The repost says Britain is ignoring a moral imperative to promote GM foods suitable for tropical and sub-tropical nations. GM varieties of rice, bananas, sweet potatoes and soybean could save these countries' crumbling economies. However, their benefits are not being investigated by Western agricultural companies.

Only a limited number - a few varieties of cotton and maize - are currently suitable for developing countries. British government and the European Commission should therefore fund a major expansion of public GM-related research into tropical and sub-tropical staple foods. Such foods could provide lifelines for small farms whose survival offers the best means of achieving a substantial reduction of food insecurity and poverty in the developing world.

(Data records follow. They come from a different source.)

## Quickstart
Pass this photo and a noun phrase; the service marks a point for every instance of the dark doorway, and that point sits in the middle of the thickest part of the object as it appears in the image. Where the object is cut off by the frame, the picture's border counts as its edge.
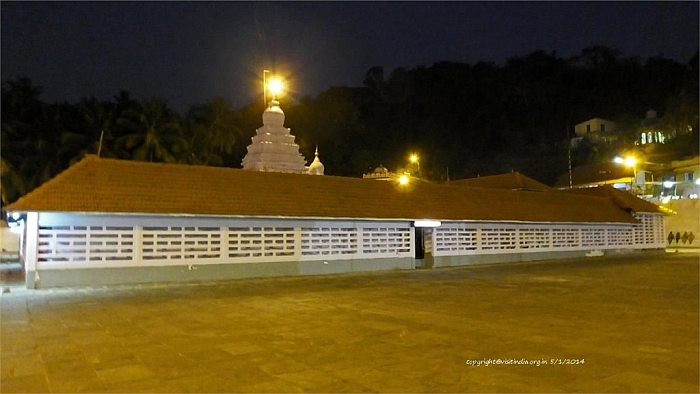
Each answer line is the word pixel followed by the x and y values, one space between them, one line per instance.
pixel 420 243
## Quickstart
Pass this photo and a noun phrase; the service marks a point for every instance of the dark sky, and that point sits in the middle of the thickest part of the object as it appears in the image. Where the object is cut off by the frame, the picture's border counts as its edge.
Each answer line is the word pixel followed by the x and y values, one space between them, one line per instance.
pixel 188 52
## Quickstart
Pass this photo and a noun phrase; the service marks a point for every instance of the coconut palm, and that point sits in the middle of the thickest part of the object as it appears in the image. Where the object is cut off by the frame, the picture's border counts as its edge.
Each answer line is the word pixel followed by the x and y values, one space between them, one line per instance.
pixel 212 131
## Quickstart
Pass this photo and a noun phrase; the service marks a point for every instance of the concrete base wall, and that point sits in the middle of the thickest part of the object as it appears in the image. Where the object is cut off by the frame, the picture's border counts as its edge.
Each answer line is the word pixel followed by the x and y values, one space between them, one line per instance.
pixel 454 261
pixel 47 278
pixel 685 221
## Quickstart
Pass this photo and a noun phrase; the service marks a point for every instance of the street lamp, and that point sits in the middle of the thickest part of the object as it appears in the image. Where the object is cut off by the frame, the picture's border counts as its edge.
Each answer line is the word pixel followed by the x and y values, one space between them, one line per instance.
pixel 629 161
pixel 265 87
pixel 276 87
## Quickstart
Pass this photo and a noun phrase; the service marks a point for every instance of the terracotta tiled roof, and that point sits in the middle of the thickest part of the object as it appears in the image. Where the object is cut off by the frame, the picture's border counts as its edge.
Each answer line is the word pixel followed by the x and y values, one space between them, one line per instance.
pixel 509 181
pixel 622 199
pixel 97 185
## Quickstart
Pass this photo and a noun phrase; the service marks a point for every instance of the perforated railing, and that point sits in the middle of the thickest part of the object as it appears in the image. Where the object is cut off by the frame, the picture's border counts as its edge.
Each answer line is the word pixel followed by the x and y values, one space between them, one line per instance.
pixel 471 238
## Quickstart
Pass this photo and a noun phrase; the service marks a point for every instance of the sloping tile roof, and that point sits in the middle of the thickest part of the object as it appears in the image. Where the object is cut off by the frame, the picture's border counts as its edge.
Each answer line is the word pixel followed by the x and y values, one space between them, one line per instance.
pixel 509 181
pixel 98 185
pixel 622 199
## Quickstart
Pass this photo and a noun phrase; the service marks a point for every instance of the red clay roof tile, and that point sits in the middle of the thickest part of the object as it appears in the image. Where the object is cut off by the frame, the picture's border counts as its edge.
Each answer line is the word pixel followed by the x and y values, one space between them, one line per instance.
pixel 98 185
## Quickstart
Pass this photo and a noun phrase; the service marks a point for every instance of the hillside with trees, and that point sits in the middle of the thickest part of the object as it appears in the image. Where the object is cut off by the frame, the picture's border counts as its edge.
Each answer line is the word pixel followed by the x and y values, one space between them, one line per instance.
pixel 464 120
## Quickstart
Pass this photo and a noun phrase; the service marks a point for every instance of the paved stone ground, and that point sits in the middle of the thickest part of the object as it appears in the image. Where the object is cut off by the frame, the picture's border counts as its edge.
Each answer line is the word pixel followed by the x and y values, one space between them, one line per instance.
pixel 633 319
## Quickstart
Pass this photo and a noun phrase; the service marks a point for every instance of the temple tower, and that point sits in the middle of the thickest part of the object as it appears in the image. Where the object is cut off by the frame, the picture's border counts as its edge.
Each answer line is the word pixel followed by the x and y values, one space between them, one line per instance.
pixel 273 147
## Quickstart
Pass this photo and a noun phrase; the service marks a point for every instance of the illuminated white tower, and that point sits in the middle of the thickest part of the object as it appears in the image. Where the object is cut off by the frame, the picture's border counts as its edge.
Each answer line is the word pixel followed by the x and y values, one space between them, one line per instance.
pixel 273 147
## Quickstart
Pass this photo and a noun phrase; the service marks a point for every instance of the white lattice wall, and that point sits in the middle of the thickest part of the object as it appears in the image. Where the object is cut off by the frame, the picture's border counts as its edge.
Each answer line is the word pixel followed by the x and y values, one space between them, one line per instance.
pixel 73 243
pixel 67 241
pixel 180 243
pixel 650 233
pixel 453 239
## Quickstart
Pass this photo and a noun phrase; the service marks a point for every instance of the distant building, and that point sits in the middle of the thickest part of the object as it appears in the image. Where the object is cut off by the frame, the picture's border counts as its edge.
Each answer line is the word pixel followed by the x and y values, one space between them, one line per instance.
pixel 380 173
pixel 106 221
pixel 650 131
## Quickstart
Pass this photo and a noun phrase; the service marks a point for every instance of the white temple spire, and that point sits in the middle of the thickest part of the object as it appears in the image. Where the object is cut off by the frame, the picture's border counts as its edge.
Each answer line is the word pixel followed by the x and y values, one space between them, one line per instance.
pixel 273 147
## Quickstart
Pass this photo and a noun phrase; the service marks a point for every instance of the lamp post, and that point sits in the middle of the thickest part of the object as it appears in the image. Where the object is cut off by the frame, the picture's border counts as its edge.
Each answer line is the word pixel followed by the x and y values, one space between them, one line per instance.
pixel 413 159
pixel 275 85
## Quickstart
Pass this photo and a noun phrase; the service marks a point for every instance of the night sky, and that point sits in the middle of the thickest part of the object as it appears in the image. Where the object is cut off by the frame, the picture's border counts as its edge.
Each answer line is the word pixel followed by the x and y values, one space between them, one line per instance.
pixel 188 52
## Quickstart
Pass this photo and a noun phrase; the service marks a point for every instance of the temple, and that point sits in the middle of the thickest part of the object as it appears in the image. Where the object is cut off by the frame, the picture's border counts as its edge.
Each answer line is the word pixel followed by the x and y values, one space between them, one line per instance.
pixel 273 148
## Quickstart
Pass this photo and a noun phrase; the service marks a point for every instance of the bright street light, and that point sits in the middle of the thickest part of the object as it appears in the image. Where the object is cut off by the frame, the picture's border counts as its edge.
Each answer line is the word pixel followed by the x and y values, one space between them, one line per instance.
pixel 629 161
pixel 274 85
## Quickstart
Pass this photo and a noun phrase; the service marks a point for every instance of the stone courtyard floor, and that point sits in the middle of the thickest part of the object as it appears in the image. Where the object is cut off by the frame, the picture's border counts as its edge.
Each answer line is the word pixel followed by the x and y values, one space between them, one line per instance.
pixel 611 324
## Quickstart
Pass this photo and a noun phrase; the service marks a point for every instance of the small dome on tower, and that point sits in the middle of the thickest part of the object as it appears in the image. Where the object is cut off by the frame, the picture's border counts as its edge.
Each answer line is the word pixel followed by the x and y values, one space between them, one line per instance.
pixel 381 170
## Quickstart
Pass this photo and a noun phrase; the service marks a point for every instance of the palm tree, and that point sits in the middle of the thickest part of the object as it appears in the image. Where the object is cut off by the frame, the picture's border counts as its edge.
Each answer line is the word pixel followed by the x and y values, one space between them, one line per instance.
pixel 94 133
pixel 153 133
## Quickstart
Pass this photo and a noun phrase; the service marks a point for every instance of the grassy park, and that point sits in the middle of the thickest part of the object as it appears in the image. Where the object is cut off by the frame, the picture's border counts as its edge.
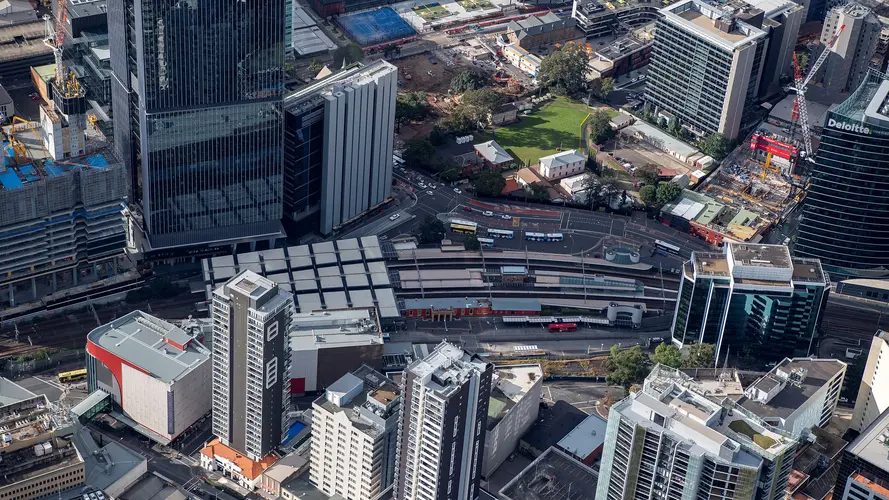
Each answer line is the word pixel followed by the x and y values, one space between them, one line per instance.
pixel 555 125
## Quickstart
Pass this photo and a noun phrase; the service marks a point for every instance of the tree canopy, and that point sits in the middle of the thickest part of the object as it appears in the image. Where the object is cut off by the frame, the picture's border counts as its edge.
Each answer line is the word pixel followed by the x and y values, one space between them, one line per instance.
pixel 419 153
pixel 667 192
pixel 599 126
pixel 667 354
pixel 715 145
pixel 468 80
pixel 700 356
pixel 627 366
pixel 480 102
pixel 564 72
pixel 489 183
pixel 411 107
pixel 431 231
pixel 648 195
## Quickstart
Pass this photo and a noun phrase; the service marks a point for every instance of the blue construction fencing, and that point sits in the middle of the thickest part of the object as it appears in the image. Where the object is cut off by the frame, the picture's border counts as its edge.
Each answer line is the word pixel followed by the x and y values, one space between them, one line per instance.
pixel 375 26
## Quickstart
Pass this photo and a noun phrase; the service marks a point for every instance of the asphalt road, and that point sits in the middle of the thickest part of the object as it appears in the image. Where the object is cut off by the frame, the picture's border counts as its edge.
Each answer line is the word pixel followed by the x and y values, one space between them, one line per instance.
pixel 584 230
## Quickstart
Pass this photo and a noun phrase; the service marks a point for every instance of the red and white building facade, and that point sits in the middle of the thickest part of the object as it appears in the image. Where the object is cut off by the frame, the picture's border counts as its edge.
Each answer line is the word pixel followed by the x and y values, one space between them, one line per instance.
pixel 159 377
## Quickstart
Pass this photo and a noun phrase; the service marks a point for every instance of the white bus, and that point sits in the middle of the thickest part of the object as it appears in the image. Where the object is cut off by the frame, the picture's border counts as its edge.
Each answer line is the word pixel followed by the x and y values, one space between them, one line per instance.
pixel 500 233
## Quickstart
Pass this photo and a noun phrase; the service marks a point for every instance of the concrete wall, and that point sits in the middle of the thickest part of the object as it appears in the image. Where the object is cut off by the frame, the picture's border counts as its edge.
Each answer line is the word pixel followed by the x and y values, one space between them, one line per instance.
pixel 145 400
pixel 503 439
pixel 192 397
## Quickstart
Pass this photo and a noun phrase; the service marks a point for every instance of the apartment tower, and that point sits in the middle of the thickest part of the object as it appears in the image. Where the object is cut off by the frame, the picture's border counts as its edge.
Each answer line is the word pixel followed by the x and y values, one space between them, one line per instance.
pixel 711 61
pixel 251 359
pixel 672 441
pixel 197 92
pixel 354 435
pixel 873 393
pixel 441 436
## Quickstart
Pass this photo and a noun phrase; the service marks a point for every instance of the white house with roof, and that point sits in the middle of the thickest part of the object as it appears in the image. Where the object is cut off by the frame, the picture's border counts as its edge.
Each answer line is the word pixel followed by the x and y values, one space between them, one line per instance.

Many varieties of cotton have been modified by Chinese scientists to produce pesticides in their tissues. Last year half of all cotton grown in China was modified this way. As a result, there has been a reduction by as much as 50kg per hectare in pesticide use, a 10 per cent increase in yields, and a reduction in the numbers of farmers being poisoned by their own pesticide sprays.

The report dismisses the alleged ecological dangers of GM crops. There is not enough evidence to support the claim that they threaten 'actual or potential harm', it says. Instead, it criticises European nations for their obsession with pinpointing tiny traces of GM crops in our food chain.

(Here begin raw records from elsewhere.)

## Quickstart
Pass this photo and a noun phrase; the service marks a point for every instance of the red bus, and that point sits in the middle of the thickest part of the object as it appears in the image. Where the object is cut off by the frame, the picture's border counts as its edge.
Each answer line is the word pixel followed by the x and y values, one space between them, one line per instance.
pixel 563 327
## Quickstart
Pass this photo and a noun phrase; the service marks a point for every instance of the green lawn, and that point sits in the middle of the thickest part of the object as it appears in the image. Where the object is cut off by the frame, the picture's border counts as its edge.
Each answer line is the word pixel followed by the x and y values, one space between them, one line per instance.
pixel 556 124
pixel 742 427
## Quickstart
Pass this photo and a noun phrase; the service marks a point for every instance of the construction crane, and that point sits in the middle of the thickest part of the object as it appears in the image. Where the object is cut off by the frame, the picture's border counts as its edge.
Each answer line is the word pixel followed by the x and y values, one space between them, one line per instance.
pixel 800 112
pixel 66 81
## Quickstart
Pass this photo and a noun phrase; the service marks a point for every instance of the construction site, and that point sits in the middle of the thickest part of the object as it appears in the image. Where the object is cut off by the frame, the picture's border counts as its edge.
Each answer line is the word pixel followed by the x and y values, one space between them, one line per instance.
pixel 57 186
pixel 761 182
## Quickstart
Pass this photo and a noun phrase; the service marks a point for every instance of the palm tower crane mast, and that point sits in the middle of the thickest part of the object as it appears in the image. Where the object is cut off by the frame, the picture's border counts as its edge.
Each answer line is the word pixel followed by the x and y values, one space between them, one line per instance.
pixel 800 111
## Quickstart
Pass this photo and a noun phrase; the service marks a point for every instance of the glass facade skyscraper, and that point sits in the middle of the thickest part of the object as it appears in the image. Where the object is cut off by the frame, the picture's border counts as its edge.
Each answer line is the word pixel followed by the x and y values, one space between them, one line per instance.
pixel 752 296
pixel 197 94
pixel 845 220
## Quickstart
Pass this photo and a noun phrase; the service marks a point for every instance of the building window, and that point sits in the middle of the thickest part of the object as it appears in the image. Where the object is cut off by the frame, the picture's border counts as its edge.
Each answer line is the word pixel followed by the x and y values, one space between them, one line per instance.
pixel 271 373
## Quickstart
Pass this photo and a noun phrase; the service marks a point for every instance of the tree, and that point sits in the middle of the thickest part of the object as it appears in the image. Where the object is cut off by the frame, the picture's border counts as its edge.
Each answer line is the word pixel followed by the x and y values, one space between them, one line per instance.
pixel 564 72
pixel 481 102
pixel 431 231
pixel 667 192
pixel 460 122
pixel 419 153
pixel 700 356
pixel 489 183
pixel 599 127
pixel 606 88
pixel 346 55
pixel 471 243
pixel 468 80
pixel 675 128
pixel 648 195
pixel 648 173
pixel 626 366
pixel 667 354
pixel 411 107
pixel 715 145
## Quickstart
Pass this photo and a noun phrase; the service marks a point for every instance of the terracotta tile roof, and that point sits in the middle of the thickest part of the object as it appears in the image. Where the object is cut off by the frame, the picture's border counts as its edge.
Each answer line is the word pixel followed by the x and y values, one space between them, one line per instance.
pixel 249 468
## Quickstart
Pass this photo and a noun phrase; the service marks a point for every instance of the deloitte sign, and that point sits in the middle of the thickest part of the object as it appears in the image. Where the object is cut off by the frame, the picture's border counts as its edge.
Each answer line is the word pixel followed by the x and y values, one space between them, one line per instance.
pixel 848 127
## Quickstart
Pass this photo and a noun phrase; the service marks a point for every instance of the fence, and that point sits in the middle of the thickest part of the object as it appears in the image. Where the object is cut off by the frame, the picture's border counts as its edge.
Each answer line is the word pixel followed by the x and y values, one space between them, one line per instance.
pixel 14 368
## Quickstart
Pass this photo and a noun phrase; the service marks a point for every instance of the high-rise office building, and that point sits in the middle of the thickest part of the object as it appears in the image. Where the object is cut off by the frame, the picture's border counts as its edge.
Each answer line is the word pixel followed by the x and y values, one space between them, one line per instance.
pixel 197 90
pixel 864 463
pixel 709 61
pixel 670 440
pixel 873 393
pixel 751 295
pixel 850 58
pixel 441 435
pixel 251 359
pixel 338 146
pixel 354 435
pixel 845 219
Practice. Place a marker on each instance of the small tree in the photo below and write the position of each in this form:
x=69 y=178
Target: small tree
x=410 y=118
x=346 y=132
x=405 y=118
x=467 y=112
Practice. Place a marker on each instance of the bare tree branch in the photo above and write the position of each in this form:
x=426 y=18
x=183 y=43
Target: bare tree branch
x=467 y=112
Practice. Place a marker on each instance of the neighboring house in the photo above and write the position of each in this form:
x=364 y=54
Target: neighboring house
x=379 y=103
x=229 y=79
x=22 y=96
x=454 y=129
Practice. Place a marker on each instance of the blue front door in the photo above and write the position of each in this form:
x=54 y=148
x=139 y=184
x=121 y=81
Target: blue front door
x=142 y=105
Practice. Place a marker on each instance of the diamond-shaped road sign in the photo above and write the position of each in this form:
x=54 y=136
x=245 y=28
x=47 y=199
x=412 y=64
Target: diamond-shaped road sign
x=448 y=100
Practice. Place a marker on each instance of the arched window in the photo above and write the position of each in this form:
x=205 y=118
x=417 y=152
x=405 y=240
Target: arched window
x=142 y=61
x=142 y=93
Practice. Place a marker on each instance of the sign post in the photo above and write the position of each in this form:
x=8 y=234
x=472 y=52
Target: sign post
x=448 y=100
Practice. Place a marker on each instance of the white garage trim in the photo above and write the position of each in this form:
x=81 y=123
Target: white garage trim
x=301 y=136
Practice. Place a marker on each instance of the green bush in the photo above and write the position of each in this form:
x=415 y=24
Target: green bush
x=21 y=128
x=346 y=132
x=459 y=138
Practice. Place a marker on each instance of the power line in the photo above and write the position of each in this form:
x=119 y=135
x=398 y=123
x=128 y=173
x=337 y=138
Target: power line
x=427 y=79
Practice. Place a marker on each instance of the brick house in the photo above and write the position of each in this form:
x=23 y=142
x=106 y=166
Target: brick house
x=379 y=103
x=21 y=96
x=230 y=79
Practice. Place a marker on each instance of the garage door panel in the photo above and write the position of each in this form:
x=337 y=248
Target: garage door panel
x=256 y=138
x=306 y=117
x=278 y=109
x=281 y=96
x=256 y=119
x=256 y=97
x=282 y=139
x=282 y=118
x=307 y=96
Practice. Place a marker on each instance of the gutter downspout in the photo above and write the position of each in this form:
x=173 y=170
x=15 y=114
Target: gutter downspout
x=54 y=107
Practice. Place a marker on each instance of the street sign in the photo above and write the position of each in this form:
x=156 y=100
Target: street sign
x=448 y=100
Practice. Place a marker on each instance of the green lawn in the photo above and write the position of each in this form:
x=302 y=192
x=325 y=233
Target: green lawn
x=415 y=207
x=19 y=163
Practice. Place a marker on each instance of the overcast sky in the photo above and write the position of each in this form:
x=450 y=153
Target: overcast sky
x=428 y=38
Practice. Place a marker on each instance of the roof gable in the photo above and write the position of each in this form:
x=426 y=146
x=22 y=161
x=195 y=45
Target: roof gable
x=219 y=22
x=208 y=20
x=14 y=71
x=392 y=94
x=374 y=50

Tough new EU import and labeling restrictions, introduced in the wake of anti-GM campaigns, are merely likely to cripple farming in the developing world. Not only would these countries find their GM crop exports blocked but their non-GM produce could also be rendered unsaleable. Small amounts of GM produce are likely to be mixed with non-GM produce during storage because these nations do not have the infrastructure to keep them separate, states the report, whose authors include Professor Michael Lipton of the Poverty Research Unit at Sussex University.

The Nuffield scientists also strongly criticize anti-GM campaigners who claim modified plants should not be developed because they pose a slight risk to human health. Such a view is impractical and harmful, they say.

Food security and environmental conditions are deteriorating across the developing countries, the report says. The world cannot afford to wait for years to be sure GM crops are safe. Millions are likely to go hungry. It is a fallacy to think the policy of doing nothing is itself without risk.

'We are not saying GM technology will save the world on its own,' added Sandy Thomas, director of the Nuffield Council on Bioethics. 'Measures to limit the effects of climate change and war are probably going to be more important. However, modified crops clearly have a key role to play. We have to judge each plant's use on an individual basis, of course, but it is clear this technology has an awful lot to offer.